Em nome da estabilidade, claro:

Professores obrigados a concorrer a agrupamentos específicos

O concurso nacional de professores começa sexta-feira. O objectivo do Ministério da Educação é ajustar os docentes às necessidades das escolas, por isso, os quadros de escola (QE) serão convertidos em quadros de agrupamento e os quadros de zona pedagógica (QZP) serão obrigados a concorrer para quadros de agrupamento ou de escola não agrupada.

Em última instância todos os professores estarão ligados a um agrupamento. Deste modo, se não houver necessidade do seu trabalho na escola onde estava inicialmente colocado, o docente terá de trabalhar onde os seus serviços são necessários, dentro do mesmo agrupamento.

As vagas que a tutela prevê disponibilizar são 20.603, mas apenas 2600 estão destinadas a professores contratados; as restantes serão sobretudo para os QZP: 18 mil para os que passarem para QE, sete mil para colocados em necessidades residuais e transitórias e mais cinco mil que ficarão à espera de colocação ao longo do ano lectivo na chamada bolsa de recrutamento, deixando de existir colocações cíclicas. Todos os professores colocados ficarão na mesma escola nos próximos quatro anos.

Não são poucos aqueles que por estes dias, ao lerem com alguma atenção o DL 51/2009, se mostram surpreendidos e mesmo assustados com algumas das suas consequências, que o sempre presente nestas situações SE Lemos se apressou em ampliar.

Só que isto não começou agora. Começou quando começou – com o argumento de ser centralista e «pesado» e aproveitando as famosas gaffes informáticas do concurso de 2004 – a ser desmontado o modelo de colocação de professores idealizado por David Justino. E continuou com a criação da ideia de um professor generalista para os primeiros seis anos de escolaridade e a publicação de pareceres ou estudos moldados às conveniências.

Curiosamente, passam quase dois anos sobre este post em que eu comecei a tentar desmontar parte dos mecanismos da desregulação do concurso nacional para colocação de docentes, no sentido da sua fragmentação e opacidade.

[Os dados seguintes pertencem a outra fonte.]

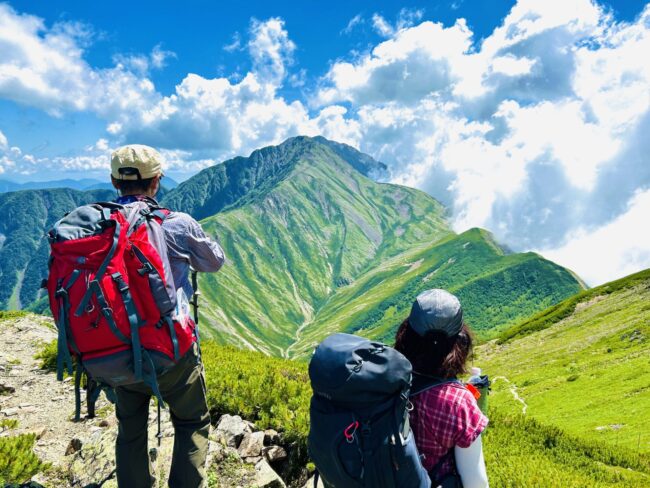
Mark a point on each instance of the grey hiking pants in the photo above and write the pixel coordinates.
(183, 389)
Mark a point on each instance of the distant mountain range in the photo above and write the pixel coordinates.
(314, 244)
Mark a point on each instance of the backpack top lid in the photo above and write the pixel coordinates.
(351, 370)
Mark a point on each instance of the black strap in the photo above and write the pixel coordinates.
(134, 321)
(65, 338)
(77, 392)
(102, 268)
(159, 434)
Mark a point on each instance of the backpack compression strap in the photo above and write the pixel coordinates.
(102, 268)
(65, 340)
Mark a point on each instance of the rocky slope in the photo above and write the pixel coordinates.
(82, 453)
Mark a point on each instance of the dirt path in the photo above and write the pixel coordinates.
(45, 406)
(513, 391)
(41, 404)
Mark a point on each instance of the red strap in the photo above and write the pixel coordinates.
(473, 390)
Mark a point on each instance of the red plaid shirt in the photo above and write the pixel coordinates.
(443, 417)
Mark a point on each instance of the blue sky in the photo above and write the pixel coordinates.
(527, 117)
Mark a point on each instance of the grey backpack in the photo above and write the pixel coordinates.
(359, 429)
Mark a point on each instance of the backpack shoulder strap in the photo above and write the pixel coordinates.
(421, 383)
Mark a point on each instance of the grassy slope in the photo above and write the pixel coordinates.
(291, 248)
(495, 289)
(520, 452)
(588, 372)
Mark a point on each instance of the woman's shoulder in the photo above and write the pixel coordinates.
(452, 394)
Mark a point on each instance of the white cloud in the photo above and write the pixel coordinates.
(616, 249)
(44, 68)
(382, 26)
(539, 132)
(271, 49)
(405, 18)
(521, 134)
(354, 21)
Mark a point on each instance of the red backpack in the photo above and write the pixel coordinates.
(112, 295)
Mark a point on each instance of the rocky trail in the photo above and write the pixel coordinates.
(81, 454)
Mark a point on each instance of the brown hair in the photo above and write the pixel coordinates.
(435, 354)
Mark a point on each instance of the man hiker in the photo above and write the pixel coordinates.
(136, 172)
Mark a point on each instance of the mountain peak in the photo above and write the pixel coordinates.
(224, 185)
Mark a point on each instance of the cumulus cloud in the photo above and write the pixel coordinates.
(44, 68)
(405, 18)
(538, 132)
(620, 247)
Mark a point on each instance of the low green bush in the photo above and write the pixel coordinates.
(18, 463)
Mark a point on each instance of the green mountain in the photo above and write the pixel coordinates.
(315, 246)
(241, 179)
(582, 365)
(27, 216)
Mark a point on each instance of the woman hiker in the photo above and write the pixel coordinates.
(446, 420)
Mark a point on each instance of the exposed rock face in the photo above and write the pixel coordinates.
(83, 453)
(251, 445)
(231, 429)
(265, 477)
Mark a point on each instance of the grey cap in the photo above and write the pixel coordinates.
(436, 310)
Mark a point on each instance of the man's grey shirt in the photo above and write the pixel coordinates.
(188, 245)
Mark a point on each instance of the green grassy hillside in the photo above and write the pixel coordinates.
(496, 289)
(293, 247)
(27, 216)
(519, 451)
(326, 248)
(584, 365)
(313, 245)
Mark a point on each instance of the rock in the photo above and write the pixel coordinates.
(274, 453)
(231, 429)
(265, 477)
(310, 483)
(74, 446)
(271, 437)
(251, 445)
(216, 454)
(94, 462)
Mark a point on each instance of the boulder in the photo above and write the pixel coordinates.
(274, 453)
(251, 444)
(231, 429)
(265, 477)
(74, 446)
(310, 483)
(271, 437)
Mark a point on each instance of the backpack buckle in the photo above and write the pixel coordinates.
(350, 430)
(122, 286)
(146, 269)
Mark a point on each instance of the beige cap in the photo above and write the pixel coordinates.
(127, 159)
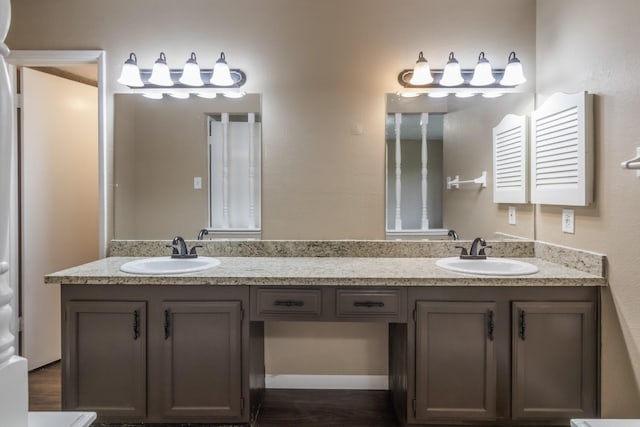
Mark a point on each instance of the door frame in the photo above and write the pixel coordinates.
(52, 58)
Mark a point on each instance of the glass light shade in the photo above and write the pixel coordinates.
(482, 75)
(421, 72)
(408, 94)
(234, 94)
(130, 75)
(160, 74)
(179, 95)
(206, 95)
(452, 75)
(513, 74)
(152, 95)
(221, 73)
(191, 73)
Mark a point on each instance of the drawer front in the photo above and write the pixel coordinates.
(375, 304)
(303, 303)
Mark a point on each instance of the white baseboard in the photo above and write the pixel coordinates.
(332, 382)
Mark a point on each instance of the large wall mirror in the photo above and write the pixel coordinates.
(163, 154)
(429, 139)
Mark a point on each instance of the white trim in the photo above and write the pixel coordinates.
(72, 57)
(328, 382)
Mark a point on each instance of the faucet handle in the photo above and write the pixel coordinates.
(193, 250)
(463, 251)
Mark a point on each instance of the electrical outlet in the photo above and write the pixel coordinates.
(568, 221)
(512, 215)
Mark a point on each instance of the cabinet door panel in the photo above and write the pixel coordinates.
(455, 361)
(105, 358)
(554, 366)
(202, 359)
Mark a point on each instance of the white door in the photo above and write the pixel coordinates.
(58, 199)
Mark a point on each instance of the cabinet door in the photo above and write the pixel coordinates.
(455, 361)
(202, 359)
(554, 360)
(104, 360)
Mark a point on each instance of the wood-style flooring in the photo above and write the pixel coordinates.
(309, 408)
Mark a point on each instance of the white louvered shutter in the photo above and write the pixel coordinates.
(562, 151)
(510, 160)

Desde essa altura o processo desenrolou-se e começam a ser visíveis algumas consequências que se adivinham bem complicadas: a alteração do vínculo laboral dos docentes, a sua transformação em quadros de agrupamento retirando-lhes uma escola de referência, a contratação directa da totalidade pelas escolas e agrupamentos TEIP (o que pode implicar a entrada directa de contratados para o quadro ultrapassando os actuais QZP) e o anúncio do previsível fim do concurso nacional de colocações, substituído em 2013 por concursos meramente locais para suprir necessidades que se anunciarão como residuais.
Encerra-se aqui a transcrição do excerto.